And when the ground reconstituted itself beneath me, I returned home and spent a little time looking into the airline industry’s recycling policy.  A few things I learned:

  • Airline recycling greatly differs from one company to the next.
  • What the airlines say they recycle does not always correspond with what they actually recycle.
  • Each of the nation’s 552 commercial airports has its own method of handling waste, and each makes its own claims of how comprehensive its recycling programs are.
  • Existing airport and airline recycling programs were implemented largely after the industry’s employees and customers demanded them.

That last fact offers today’s glimmer of hope (and call to action).  The airline industry will only do better if we force it to.

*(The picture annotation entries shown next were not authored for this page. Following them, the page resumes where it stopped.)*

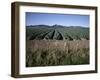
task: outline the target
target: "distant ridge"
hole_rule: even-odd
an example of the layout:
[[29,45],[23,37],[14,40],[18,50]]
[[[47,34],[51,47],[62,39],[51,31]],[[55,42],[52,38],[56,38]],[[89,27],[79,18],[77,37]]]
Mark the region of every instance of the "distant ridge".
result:
[[44,25],[44,24],[40,24],[40,25],[28,25],[26,27],[47,27],[47,28],[65,28],[65,27],[70,27],[70,28],[88,28],[88,27],[83,27],[83,26],[63,26],[63,25],[58,25],[58,24],[54,24],[54,25]]

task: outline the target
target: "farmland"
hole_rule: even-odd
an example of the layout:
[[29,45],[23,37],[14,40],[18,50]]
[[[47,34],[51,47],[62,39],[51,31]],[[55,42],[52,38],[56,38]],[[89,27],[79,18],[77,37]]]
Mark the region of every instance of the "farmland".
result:
[[89,64],[89,28],[62,25],[26,27],[26,66]]

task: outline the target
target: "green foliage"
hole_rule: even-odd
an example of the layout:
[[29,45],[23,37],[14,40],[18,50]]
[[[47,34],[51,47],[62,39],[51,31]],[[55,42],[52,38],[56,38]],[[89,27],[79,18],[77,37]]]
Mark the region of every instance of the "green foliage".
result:
[[27,27],[27,40],[89,40],[89,28],[83,27]]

Which is where Green America comes in.  Green America is a nonprofit that creatively uses the marketplace to address today’s big-picture problems, and it has started a campaign to push the airline industry to address its monumental waste.

Here’s how you can take part:  on your next flight, ask your flight attendants what they plan to recycle.  Then share their responses on Green America’s website.  It’s a quick and easy way to push the industry in the right direction.

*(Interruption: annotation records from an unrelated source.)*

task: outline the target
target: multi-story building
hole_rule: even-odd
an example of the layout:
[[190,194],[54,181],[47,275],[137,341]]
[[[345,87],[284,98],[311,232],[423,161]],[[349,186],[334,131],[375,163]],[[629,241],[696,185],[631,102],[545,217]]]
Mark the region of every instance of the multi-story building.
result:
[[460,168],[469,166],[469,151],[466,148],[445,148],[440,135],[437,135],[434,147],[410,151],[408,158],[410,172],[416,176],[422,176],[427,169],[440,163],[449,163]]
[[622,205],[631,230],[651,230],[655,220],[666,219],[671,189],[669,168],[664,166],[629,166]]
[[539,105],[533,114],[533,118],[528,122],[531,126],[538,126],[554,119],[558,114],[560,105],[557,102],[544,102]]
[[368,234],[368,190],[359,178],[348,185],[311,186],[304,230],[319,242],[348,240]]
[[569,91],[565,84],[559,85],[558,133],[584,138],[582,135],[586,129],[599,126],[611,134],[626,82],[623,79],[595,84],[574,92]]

And while you’re poking around your favorite interweb tubes, check out this recent NY Times article on this issue.

Bottom line:  recycling doesn’t magically repair the devastating social and environmental problems caused by our unquenchable consumption.  And it’s even less effective when we don’t actually do it.

(Now who’s going to do something about the horrific abominations that the air travel industry has the gall to pass off as food?)